The Greek government this week endorsed an accelerated asset-sale plan and a package of budget cuts in an effort to meet requirements for a fifth tranche under its bailout agreements with the European Union, the Washington-based International Monetary Fund and the ECB.
Without it, Prime Minister George Papandreou’s government would be forced into a restructuring. Credit-default swaps on Greece fell 29 basis points today to 1,388 basis points, according to CMA. That’s down from a record 1,473 basis points on May 24.
The ECB may still find room for maneuver as the Greek bond-market sell-off intensifies on concern that tougher austerity measures won’t be enough to ward off a default.
The Frankfurt-based central bank’s own rules say that “a suspension, limitation or exclusion of counterparties may be warranted in some of the cases which fall within the notion of the ‘default’ of a counterparty.”
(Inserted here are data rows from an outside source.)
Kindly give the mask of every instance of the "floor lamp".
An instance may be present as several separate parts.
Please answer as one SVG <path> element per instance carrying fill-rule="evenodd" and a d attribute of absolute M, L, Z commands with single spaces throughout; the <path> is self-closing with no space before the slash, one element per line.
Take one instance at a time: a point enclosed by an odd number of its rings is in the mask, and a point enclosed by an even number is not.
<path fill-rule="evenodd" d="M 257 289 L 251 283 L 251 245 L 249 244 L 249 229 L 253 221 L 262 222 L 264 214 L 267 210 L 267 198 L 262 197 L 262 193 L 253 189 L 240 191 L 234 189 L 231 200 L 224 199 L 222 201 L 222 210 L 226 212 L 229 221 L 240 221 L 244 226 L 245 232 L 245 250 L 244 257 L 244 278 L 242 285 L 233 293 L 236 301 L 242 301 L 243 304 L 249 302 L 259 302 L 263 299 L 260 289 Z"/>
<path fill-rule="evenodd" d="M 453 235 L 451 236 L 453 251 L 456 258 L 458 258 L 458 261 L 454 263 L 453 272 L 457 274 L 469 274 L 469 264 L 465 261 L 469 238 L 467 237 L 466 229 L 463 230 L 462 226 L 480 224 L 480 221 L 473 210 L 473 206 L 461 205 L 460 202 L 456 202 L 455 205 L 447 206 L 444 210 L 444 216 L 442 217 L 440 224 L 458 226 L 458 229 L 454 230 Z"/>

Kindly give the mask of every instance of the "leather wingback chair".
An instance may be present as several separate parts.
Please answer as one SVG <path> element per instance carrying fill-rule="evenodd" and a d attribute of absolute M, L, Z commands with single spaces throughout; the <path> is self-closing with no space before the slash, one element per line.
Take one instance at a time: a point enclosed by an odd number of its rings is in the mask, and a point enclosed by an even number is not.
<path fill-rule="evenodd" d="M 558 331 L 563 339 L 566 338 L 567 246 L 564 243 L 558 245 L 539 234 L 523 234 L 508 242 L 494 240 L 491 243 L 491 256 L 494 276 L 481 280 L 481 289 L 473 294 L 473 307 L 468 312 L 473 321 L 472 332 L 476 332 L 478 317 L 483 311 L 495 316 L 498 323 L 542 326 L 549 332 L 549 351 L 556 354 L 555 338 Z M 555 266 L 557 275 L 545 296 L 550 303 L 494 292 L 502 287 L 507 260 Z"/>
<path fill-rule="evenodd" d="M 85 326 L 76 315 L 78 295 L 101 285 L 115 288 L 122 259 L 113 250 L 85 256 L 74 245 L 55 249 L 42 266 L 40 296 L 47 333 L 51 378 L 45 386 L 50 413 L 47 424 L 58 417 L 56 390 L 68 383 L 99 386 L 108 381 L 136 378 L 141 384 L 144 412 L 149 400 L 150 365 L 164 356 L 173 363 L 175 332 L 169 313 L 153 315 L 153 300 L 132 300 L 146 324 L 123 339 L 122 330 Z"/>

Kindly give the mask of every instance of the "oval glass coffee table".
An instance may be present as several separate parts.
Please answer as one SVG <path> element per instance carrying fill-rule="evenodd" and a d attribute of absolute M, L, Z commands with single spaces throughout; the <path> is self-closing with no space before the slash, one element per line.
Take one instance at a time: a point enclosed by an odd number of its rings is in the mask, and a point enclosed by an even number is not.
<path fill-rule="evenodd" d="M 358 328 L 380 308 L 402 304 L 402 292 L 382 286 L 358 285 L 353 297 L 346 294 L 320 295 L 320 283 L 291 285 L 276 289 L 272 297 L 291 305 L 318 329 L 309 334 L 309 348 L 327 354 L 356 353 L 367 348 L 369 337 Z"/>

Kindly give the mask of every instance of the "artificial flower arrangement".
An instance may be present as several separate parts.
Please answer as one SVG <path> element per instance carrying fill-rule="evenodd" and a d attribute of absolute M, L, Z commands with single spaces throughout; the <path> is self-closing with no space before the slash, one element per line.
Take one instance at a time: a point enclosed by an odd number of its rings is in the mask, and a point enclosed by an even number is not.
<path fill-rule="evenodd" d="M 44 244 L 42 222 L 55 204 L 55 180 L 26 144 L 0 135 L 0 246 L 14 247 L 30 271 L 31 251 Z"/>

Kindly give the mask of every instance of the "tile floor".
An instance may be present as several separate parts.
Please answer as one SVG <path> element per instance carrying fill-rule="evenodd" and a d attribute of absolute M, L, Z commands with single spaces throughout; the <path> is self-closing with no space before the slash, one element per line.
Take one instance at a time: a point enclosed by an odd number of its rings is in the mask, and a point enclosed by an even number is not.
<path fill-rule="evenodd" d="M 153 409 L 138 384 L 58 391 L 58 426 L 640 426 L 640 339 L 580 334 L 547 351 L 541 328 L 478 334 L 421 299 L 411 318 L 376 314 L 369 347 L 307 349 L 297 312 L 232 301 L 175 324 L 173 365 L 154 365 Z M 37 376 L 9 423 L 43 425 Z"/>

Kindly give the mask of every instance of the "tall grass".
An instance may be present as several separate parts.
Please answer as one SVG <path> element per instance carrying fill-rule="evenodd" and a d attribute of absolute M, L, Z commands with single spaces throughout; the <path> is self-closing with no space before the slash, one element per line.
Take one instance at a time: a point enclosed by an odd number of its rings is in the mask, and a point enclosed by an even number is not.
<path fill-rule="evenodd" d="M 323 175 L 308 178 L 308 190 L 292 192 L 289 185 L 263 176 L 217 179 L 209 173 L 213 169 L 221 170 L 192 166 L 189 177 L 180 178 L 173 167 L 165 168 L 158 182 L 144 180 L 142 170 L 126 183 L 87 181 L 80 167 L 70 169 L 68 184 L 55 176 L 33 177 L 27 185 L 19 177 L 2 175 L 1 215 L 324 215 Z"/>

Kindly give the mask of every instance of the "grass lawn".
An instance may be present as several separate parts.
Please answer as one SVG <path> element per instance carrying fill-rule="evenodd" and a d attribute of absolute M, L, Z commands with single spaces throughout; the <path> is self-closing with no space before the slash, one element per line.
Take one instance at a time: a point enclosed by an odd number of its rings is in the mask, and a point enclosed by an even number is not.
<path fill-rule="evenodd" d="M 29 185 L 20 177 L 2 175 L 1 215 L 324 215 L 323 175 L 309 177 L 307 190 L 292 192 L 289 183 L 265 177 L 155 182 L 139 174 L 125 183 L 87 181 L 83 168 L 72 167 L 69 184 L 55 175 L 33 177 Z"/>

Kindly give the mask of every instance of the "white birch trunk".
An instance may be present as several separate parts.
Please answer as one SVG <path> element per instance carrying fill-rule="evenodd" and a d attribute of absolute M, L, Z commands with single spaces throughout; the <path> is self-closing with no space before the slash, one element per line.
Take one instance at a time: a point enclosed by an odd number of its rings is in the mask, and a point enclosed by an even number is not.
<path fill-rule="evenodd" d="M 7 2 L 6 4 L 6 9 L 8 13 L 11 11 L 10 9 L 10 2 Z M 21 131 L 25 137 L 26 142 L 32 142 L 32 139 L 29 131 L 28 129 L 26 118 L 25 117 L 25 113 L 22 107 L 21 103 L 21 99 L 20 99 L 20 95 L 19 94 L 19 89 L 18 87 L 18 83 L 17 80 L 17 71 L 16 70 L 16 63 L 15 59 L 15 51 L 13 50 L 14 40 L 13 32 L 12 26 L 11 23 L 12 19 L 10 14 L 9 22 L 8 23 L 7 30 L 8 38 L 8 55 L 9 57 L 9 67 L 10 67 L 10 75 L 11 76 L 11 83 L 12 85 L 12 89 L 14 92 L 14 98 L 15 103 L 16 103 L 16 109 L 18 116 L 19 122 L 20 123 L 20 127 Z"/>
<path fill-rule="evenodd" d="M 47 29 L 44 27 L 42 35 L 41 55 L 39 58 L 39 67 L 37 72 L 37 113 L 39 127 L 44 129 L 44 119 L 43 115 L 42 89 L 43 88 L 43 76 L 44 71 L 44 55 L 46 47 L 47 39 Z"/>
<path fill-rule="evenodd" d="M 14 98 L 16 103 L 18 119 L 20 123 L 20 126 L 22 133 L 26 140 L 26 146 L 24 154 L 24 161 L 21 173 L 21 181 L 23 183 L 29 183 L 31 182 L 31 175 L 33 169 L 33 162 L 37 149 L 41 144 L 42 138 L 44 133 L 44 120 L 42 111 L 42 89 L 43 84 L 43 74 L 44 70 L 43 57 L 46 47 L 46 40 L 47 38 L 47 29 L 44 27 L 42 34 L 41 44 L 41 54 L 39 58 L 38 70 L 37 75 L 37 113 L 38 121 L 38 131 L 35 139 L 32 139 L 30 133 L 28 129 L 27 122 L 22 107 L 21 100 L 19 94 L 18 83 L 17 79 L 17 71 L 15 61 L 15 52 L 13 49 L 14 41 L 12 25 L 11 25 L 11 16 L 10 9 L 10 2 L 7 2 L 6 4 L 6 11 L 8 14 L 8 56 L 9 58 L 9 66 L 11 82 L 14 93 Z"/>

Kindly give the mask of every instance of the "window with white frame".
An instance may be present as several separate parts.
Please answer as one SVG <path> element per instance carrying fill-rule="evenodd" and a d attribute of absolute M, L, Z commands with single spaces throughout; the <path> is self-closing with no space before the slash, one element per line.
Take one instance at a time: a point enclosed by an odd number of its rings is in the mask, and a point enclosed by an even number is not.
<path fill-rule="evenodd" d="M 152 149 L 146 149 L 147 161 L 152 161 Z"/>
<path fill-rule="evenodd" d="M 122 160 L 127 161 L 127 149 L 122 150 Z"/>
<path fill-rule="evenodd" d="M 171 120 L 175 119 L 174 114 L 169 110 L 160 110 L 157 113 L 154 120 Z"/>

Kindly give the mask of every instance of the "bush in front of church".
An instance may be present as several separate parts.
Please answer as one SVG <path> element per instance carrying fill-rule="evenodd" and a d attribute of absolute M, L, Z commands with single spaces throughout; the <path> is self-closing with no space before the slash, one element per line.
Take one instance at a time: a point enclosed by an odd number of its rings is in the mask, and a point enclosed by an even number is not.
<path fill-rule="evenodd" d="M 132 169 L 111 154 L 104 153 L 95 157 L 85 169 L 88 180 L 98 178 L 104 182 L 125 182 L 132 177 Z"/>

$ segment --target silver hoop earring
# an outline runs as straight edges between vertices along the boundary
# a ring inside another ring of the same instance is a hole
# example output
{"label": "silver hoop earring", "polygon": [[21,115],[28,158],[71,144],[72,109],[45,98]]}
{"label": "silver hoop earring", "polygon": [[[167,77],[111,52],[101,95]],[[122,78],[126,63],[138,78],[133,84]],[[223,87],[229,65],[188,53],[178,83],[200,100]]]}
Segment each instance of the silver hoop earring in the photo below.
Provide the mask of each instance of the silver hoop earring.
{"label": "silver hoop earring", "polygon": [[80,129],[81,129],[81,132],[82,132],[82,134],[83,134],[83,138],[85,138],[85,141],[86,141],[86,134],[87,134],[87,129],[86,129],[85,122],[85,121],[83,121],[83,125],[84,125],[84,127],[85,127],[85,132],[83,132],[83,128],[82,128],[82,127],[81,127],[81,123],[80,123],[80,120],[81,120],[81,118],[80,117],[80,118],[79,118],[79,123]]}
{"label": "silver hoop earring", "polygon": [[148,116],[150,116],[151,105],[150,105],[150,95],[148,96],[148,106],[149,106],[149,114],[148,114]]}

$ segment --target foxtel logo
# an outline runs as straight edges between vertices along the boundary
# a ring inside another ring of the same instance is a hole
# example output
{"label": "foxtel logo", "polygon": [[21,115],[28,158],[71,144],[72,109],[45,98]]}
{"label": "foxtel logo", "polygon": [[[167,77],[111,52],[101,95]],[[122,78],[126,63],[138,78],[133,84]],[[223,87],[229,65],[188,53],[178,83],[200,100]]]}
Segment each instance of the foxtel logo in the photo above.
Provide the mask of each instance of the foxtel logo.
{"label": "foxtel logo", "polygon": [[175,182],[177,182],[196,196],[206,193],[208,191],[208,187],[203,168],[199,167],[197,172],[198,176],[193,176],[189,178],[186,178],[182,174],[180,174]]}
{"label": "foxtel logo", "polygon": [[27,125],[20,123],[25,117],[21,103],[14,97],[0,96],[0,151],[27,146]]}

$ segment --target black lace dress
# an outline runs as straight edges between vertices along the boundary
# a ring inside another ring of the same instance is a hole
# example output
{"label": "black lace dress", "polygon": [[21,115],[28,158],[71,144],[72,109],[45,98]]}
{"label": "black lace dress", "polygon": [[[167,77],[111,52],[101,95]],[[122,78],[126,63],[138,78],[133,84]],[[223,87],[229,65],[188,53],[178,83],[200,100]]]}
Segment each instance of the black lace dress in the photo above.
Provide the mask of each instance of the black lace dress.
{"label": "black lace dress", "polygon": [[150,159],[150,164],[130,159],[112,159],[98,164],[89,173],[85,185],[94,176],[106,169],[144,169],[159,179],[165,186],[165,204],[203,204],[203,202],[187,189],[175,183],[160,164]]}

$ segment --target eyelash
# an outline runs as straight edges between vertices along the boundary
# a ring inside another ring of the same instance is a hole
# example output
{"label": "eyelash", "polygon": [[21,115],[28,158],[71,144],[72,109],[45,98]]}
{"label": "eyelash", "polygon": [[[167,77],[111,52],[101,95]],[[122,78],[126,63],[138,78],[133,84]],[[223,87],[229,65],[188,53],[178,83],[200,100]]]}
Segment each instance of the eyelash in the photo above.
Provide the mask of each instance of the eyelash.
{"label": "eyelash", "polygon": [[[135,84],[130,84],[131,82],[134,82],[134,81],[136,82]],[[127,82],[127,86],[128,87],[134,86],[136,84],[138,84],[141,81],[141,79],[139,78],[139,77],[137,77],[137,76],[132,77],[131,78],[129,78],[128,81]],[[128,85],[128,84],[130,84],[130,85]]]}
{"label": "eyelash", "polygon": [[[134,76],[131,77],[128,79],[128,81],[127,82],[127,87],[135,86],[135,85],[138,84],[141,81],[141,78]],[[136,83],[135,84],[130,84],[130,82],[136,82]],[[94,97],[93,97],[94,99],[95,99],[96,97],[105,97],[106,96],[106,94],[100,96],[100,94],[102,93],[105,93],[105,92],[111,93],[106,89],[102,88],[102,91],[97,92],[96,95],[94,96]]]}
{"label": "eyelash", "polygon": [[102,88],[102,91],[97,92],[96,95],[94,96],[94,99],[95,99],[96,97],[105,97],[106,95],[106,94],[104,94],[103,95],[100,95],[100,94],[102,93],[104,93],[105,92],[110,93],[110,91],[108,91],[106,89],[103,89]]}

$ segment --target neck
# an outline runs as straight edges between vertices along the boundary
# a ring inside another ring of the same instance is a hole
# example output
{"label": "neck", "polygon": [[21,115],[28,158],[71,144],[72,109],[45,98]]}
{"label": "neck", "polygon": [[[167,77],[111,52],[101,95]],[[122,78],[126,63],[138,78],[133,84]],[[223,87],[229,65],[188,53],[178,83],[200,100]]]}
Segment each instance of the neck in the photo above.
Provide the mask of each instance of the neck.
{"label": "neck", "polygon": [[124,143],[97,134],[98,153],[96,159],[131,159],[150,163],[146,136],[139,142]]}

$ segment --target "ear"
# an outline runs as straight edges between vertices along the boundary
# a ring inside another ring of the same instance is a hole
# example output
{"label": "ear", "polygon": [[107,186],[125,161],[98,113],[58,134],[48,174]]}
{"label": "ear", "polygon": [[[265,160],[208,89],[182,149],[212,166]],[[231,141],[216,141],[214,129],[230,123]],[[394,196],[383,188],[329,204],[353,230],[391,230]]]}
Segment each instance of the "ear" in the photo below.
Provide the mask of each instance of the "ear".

One option for the ECB may be to embrace a so-called Vienna Initiative proposal floated by Economic and Monetary Affairs Commissioner Olli Rehn, which aims to persuade creditors to buy new bonds from the Greek government when existing ones mature. Just under half of the ECB’s 23-member Governing Council is currently in favor of the idea, according to a person familiar with the matter, who declined to be identified because the discussions are private.
“Given all the options on the table, this is probably the one that the ECB could live with,” Citigroup’s Michels said.
The Vienna Initiative was a key plank in the IMF-sponsored rescues of Hungary, Romania, Latvia and Serbia in 2009. Under the plan, banks including UniCredit SpA, Raiffeisen Bank International AG, and Societe Generale SA, then the biggest lenders in eastern Europe, publicly pledged to keep their units in those countries afloat by rolling over funding and providing fresh capital if needed.
The risk for the ECB is that such a proposal would fail to garner enough support to prevent ratings companies classifying the move as a default.
It would have to be “genuinely voluntary,” said Alastair Wilson, chief credit officer for Europe at Moody’s Investors Service. “If we concluded that there was an element of compulsion, we would very likely class this as a default.”
That would render Greek bonds ineligible as collateral in ECB refinancing operations, according to council members such as France’s Noyer, Germany’s Jens Weidmann and Juergen Stark of the Executive Board. Banks have been reliant on the ECB for funding after being shut off financial markets.
The threat of that happening may force the ECB into a compromise, say Deutsche Bank economists Gilles Moec and Mark Wall. In May 2010, the ECB suspended its minimum credit-rating threshold for Greece, just four months after President Jean-Claude Trichet said that he wouldn’t change central bank rules for just one member state.
“There is probably a limit to the ECB’s mantra on ‘no restructuring,’” they said in a note on May 20. Otherwise it “would have to bear the responsibility of the subsequent crisis for the Greek banking sector. Would the ECB take the responsibility to ‘make things even worse’? We seriously doubt it.”
Nor would the damage be restricted to Greek banks. Citigroup estimates that about a third of the county’s debt, or 109 billion euros, is held by so-called foreign non-banks including mutual, pension or sovereign-wealth funds as well as insurers. Greek financial institutions own about 29 percent.
The ECB and the 17 national central banks have about 130 billion euros of risk from Greek debt, Andrew Bosomworth, a fund manager at Pacific Investment Management Co., told reporters in Paris yesterday. Germany, France and other euro nations may need to recapitalize their central banks in the case of a default, which might be “inevitable,” he said.
“If you write those down by half, you wipe out the entire capital stock of the Greek banking system,” said Klaus Baader, an economist at Societe Generale in London. “Complete havoc would be wreaked with the ECB’s ability to conduct monetary policy.”